2.4.3. Het beroep van het College op het arrest van het Hof in de zaak Generics leidt evenmin tot een ander oordeel. Anders dan de situatie in dit arrest was Duitsland ten tijde van de verlening van de handelsvergunning reeds lid van de Europese Economische Gemeenschap, waardoor Richtlijn 65/65/EEG, die thans is opgenomen in Richtlijn 2001/83, onverkort van toepassing was. Hoewel allergenen pas in 1993 binnen het raamwerk van de Europese wetgeving voor geneesmiddelen zijn gevallen, heeft het PEI de in 1989 verleende handelsvergunning in 1994 verlengd. Op dat moment vielen allergenen wel onder het Europees geneesmiddelenrecht. Derhalve kan niet worden staande gehouden dat de handelsvergunning voor Purethal Bomen niet overeenkomstig het Unierecht is verleend. Het enkele feit dat het PEI geen beoordelingsrapport ter beschikking heeft gesteld maakt, anders dan het College betoogt, niet dat de handelsvergunning alleen om die reden niet overeenkomstig het Unierecht is verleend. Dit geldt temeer nu uit de tekst van artikel 28, tweede lid, van Richtlijn 2001/83 volgt dat het mogelijk is dat een lidstaat ten aanzien van een door hem verleende handelsvergunning geen beoordelingsrapport heeft opgesteld.

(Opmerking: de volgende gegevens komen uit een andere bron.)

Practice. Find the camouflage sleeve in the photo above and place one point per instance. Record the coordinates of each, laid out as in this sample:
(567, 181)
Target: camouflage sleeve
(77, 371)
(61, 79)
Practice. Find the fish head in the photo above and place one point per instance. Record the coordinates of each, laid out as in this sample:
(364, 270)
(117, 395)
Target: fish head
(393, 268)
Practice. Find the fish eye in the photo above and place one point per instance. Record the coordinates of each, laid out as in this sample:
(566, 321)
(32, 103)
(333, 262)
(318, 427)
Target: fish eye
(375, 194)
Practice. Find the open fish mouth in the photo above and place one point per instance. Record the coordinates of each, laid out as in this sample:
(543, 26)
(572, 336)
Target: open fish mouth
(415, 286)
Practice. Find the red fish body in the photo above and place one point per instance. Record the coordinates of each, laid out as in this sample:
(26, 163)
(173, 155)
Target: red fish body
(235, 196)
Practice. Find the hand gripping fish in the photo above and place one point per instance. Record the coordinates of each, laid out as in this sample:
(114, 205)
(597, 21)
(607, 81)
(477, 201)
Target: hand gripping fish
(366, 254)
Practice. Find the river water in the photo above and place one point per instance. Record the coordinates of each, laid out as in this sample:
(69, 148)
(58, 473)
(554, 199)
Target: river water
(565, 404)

2.4.4. De rechtbank heeft ten slotte terecht geoordeeld dat het College niet kan worden gevolgd in zijn betoog dat de aanvraag van HAL Allergy dient te worden afgewezen op grond van artikel 44, vijfde lid, van de Gmw. Hierbij heeft zij met juistheid in aanmerking genomen dat de wederzijdse erkenningsprocedure ten tijde van het indienen van de aanvraag nog niet in Richtlijn 2001/83 was opgenomen. Voorts was het College ten tijde van de invoering van de wederzijdse erkenningsprocedure in Richtlijn 2001/83, door HAL Allergy op de hoogte gesteld van het feit dat het PEI reeds in 1989 een handelsvergunning voor Purethal Bomen had verleend.
2.5. Het hoger beroep is ongegrond. De aangevallen uitspraak dient te worden bevestigd.
2.6. Het College dient ten aanzien van HAL Allergy op na te melden wijze tot vergoeding van de proceskosten te worden veroordeeld.
De Afdeling bestuursrechtspraak van de Raad van State
Recht doende in naam der Koningin:
I. bevestigt de aangevallen uitspraak;
II. veroordeelt het College ter beoordeling van geneesmiddelen tot vergoeding van de bij de besloten vennootschap met beperkte aansprakelijkheid HAL Allergy Benelux B.V. in verband met de behandeling van het hoger beroep opgekomen proceskosten tot een bedrag van € 874,00 (zegge: achthonderdvierenzeventig euro), geheel toe te rekenen aan door een derde beroepsmatig verleende rechtsbijstand;
III. bepaalt dat van het College ter beoordeling van geneesmiddelen griffierecht ten bedrage van € 454,00 (zegge: vierhonderdvierenvijftig) wordt geheven.
Aldus vastgesteld door mr. C.H.M. van Altena, voorzitter, en mr. C.J.M. Schuyt en mr. A. Hammerstein, leden, in tegenwoordigheid van mr. W. van Hardeveld, ambtenaar van staat.